Para começar, surge o problema de definir qual o universo de despesas que deverão ser reembolsadas aos trabalhadores. Por um lado, existem despesas com conexão direta com a prestação de trabalho, como gastos com eletricidade, comunicações e aquisição de equipamentos de trabalho. Por outro, existe potencial para um aumento de despesas com relação indireta com a prestação de trabalho fora do estabelecimento da empresa, como, por exemplo, gastos com o consumo de água. A legislação em vigor nada define a este respeito.

 

Paralelamente, ainda que se defina concretamente o âmbito das despesas suscetíveis de serem reembolsadas, há, em muitos casos, a problemática de definir qual o valor efetivamente suportado em função da prestação de trabalho. A título de exemplo, não é, na vasta maioria dos casos, exequível exigir aos trabalhadores e/ou aos empregadores que façam uma clara alocação das despesas com eletricidade e comunicações incorridas com a prestação do trabalho, gerando-se uma arbitrariedade quase incontrolável na falta de legislação que regule a determinação de valores aceitáveis, seja através da definição de limites ou valores de referência.

 

Por último, e não descurando muitas outras questões que podem e devem ser discutidas e acauteladas a este respeito, há ainda um conjunto de limitações relacionadas com os formalismos necessários à dedutibilidade fiscal de gastos em sede de IRC que, num contexto de reembolso de despesas suportadas pelos trabalhadores, poderá não ser fácil de assegurar, salvo definição de um regime específico a este respeito.
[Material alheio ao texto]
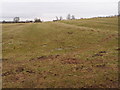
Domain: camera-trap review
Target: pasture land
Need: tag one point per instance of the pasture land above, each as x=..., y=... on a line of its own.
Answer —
x=63, y=54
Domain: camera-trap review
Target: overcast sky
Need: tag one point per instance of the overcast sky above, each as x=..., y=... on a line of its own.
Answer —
x=59, y=0
x=48, y=11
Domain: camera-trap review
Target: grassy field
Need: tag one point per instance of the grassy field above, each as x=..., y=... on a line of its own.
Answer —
x=63, y=54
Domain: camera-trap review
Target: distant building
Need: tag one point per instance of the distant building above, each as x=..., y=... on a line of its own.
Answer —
x=16, y=19
x=37, y=20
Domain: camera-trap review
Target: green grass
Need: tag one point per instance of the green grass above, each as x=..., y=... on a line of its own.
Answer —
x=63, y=54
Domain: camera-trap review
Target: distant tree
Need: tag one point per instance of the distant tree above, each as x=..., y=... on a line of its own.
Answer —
x=16, y=19
x=68, y=17
x=61, y=18
x=73, y=17
x=37, y=20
De facto, genericamente, o Código do IRC faz depender a dedutibilidade de gastos empresariais da existência de fatura ou documento equivalente emitido em nome da empresa, o que seria manifestamente impossível de operacionalizar em muitos dos casos em apreço, dado que grande uma parte substancial destes gastos são suportados no âmbito de contratos já estabelecidos entre os trabalhadores e os diversos prestadores de serviços, como sejam os contratos de fornecimento de eletricidade ou de serviços de comunicações.

 

É essencial que se desenvolva regulamentação clara e concisa, que defenda os interesses dos empregadores e dos trabalhadores

Concluindo, o aumento da preponderância do teletrabalho veio não só reafirmar a necessidade de reajustar o atual enquadramento legal, assegurando os direitos e estabelecendo os deveres dos trabalhadores e dos empregadores, mas também (re)acender a incerteza e a ambiguidade fiscal que paira sobre este tema. A legislação atual não se encontra adaptada à complexidade que subjaz à prestação de teletrabalho, deixando uma enorme margem para interpretação, seja por parte dos empregadores e dos trabalhadores, seja por parte da administração fiscal, obrigando os intervenientes a atuar num cenário de incerteza que não é do interesse de nenhuma das partes, podendo, no limite, ser um foco de futura litigância entre as partes.

 

Com o teletrabalho a assumir um papel de destaque no “novo normal” pós-pandemia, assume maior preponderância o vazio fiscal em que vivem os empregadores e os trabalhadores neste regime. Se regular esta realidade constitui um desafio manifestamente complexo, não é razoável admitir a manutenção do atual cenário de incerteza, que potencia litigância entre o fisco e os contribuintes e desencoraja as empresas de adotarem medidas para compensar, de forma justa, os trabalhadores pelo acréscimo de despesas profissionais por eles suportadas. Se os mais recentes desenvolvimentos legislativos representam uma clara declaração de intenções, pede-se ao Governo e aos grupos parlamentares que cheguem a consenso e desenvolvam uma rápida e, acima de tudo, clara resposta a estes desafios, criando legislação adaptada à complexidade do teletrabalho, que defenda os interesses dos empregadores e dos trabalhadores. Até lá, a atuação das empresas, dos trabalhadores e da administração fiscal fica regulada pela lei do bom senso, que muitas vezes não fica em terra de ninguém, como habitualmente diz o povo!